Syl Cheney-Coker (born 28 June 1945) is a poet, novelist, and journalist from Freetown, Sierra Leone. Educated in the United States, he has a global sense of literary history, and has introduced styles and techniques from French and Latin American literatures to Sierra Leone. He has spent much of his life in exile from his native country, and has written extensively (in poetry, fiction, and non-fiction) about the condition of exile and the view of Africa from an African abroad.
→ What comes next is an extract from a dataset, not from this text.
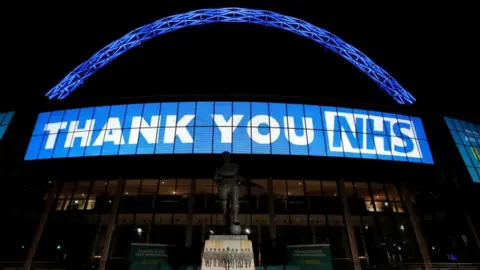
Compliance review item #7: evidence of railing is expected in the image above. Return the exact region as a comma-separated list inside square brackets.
[348, 263, 480, 270]
[5, 260, 480, 270]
==Early life and education==
Cheney-Coker was born a Creole in Freetown, Sierra Leone, with the name Syl Cheney Coker, and changed his name to its current spelling in 1970. He went to the United States in 1966, where he attended the University of California, Los Angeles, the University of Oregon, and the University of Wisconsin–Madison. After his schooling he returned briefly to Sierra Leone, but accepted a position at the University of the Philippines in 1975; he later married a Filipino woman. He moved to Nigeria in 1977 to teach at the University of Maiduguri, and returned to the United States in 1988 to be Writer-in-Residence at the University of Iowa.

==Poetry==
Cheney-Coker's poetry is tinged with the anxiety of his perennially uncertain status, dealing both with exile (he has spent the majority of his adult life outside of his country) and with the precariousness of living as an intellectual in Sierra Leone. At the same time, he is concerned always with how he will be read; his poems are radical and ardent, but also erudite and allusive, which can distract a reader from Cheney-Coker's ideological project. He has been called one of the more western-influenced African poets. In his "On Being a Poet in Sierra Leone" (from his The Graveyard Also Has Teeth, 1980) he writes:
at the university the professors talk about the poetry
of Syl Cheney-Coker condemning students
to read me in the English honours class
my country I do not want that!
 do not want to be cloistered in books alone

==The Last Harmattan of Alusine Dunbar==

After three collections of poetry, all well received in the west, Cheney-Coker wrote a novel, The Last Harmattan of Alusine Dunbar, which was published in 1990. The novel, extremely ambitious in scale and scope, describes the entire history of a fictional country, Malagueta, with roots in the Atlantic slave trade (similar to Sierra Leone or Liberia, both populated partly by former slaves). The novel is intended as a break with the tradition of the African novel and its dominant writers, Ngũgĩ wa Thiong'o and Chinua Achebe. To achieve this independence, it draws both on the peculiar histories of the post-slavery nations of northwest Africa and on literatures from outside of the continent. Cheney-Coker's interest in Gabriel García Márquez, in particular, has led some critics to consider the novel to belong to the genre of magical realism—the title character demonstrates mysterious powers similar to those of some of García Márquez's characters—though others have questioned that assumption. The Last Harmattan of Alusine Dunbar won the Commonwealth Writers' Prize (Africa Region) in 1991.

==Journalism and exile==
In the early 1990s, Cheney-Coker returned to Freetown to become editor of a progressive newspaper, the Vanguard. After the military coup of 1997, Cheney-Coker was targeted as a dissident, and barely escaped with his life. In part through the efforts of Wole Soyinka, an exiled Nigerian poet teaching at the University of Nevada, Las Vegas, Cheney-Coker was invited to be the first writer in the City of Asylum program in Las Vegas, Nevada. He decided to return to a somewhat more stable Sierra Leone in 2003, saying, "After a while, exile is neither justifiable nor tolerable."

==Documentary==
In 2016, Cheney-Coker, along with his lifelong friend, the Nigerian poet Niyi Osundare, was the subject of a documentary called The Poets, by director Chivas DeVinck. The film follows Cheney-Coker and Osundare on a road-trip through Sierra Leone and Nigeria as they discuss their friendship and how their life experiences have shaped their art.

==Books==
- The Road to Jamaica. 1969.
- Concerto for an Exile: Poems. London: Heinemann, 1973.
- The Graveyard Also Has Teeth. London: Heinemann, 1980.
- The Blood in the Desert's Eyes: Poems. London: Heinemann, 1990.
- The Last Harmattan of Alusine Dunbar. London: Heinemann, 1990. ISBN 0-435-90572-4
- Jollof Boy: The Early Years. Freetown: Sierra Leonean Writers Series, 2025.